O contato com a academia alimenta a própria criação e as possibilidades de divulgação de seu trabalho. Recentemente Tahan recebeu o convite de verter ao inglês alguns dos seus poemas para a revista californiana SACCADES (publicação sobre poesia brasileira contemporânea).

Com a rotina atribulada e atrelada a muitas questões do âmbito universitário, seu método de preparação e escrita se resumo a não deixar as ideias se perderem, aproveitando qualquer tempo para escrever, já que em tempos de superexposição a tantos meios e mensagens, o trabalho do poeta, sua inspiração, acaba sendo não se permitir distrair. “Sobre inspiração acho que talvez Heráclito possa dizer de maneira mais sucinta, que, a sabedoria ou consciência sobre o mundo vem do empenho em lançar a nossa atenção sobre ele”, explica. Para Tahan, a inspiração primeira do poeta está em perceber o mundo, estranhá-lo e dele tirar o substrato para a criação.
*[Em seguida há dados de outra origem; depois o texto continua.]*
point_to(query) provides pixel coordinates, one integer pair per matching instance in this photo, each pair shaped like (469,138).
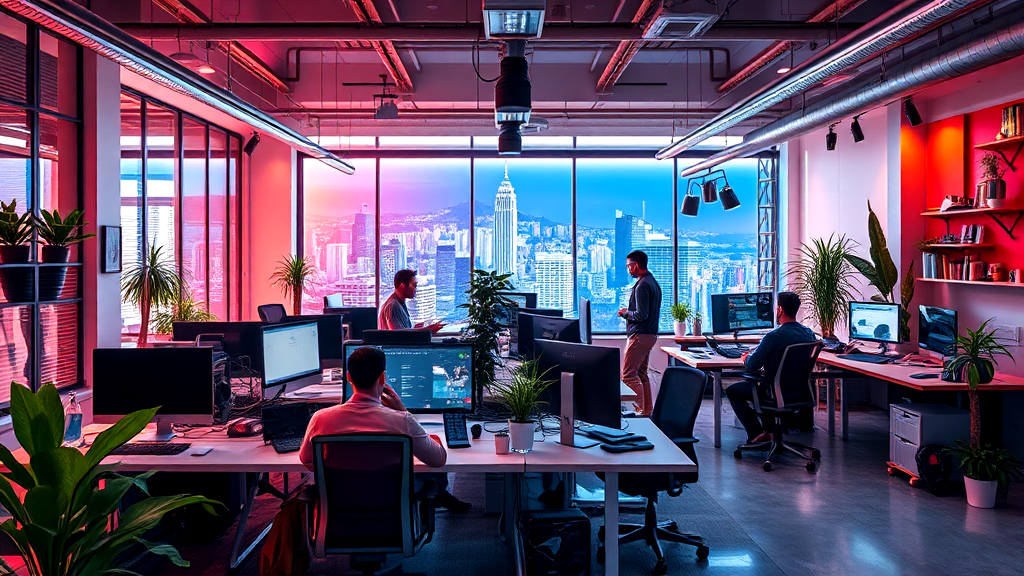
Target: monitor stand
(164,433)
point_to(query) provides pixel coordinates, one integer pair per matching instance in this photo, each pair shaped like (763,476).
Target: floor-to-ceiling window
(40,121)
(179,193)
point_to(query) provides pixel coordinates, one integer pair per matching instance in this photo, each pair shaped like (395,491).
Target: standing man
(641,329)
(394,313)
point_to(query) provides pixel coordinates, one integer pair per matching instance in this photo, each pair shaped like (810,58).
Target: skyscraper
(554,281)
(506,227)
Capa - Rafael Tahan - Diálogo

Capa de Diálogo, a primeira obra publicada pelo poeta. Foto: Arquivo pessoal de Rafael Tahan.

Capa - Rafael Tahan - Diálogo

Capa de Diálogo, a primeira obra publicada pelo poeta. Foto: Arquivo pessoal de Rafael Tahan.

Na produção de seu mais novo livro, o Memória de avarias, que é um projeto em desenvolvimento e a longo prazo, a percepção do mundo se evidencia na passagem do tempo, na necessidade de não pensar no amanhã. “Compartilho com o poeta pernambucano Alerto da Cunha Melo a ideia de que: Amanhã não é propriamente/ uma palavra que te salve./ É um sonho que busca outro sonho/ longínquo para esganar-te. Por enquanto é o hoje”, reflete Tahan.

As três primeiras partes desse trabalho, que compõe o livro, serão publicadas ainda nesse ano. Memória apresenta uma unidade não-linear (antieuclidiana), afirma ele, e isso tem a ver com a relação que as temáticas estabelecem com o tempo. “Os poemas dividem-se em 3 partes: I. algo, logos; III. Cadeia de enganos úteis; V. cinefacta e tratam de temáticas ligadas ao eixo passado-presente enquanto as partes trabalhadas separadamente: II. tráfego aéreo, IV. pedra de toque e seis tratam de temas, digamos, mais extemporâneos”, antecipa o poeta.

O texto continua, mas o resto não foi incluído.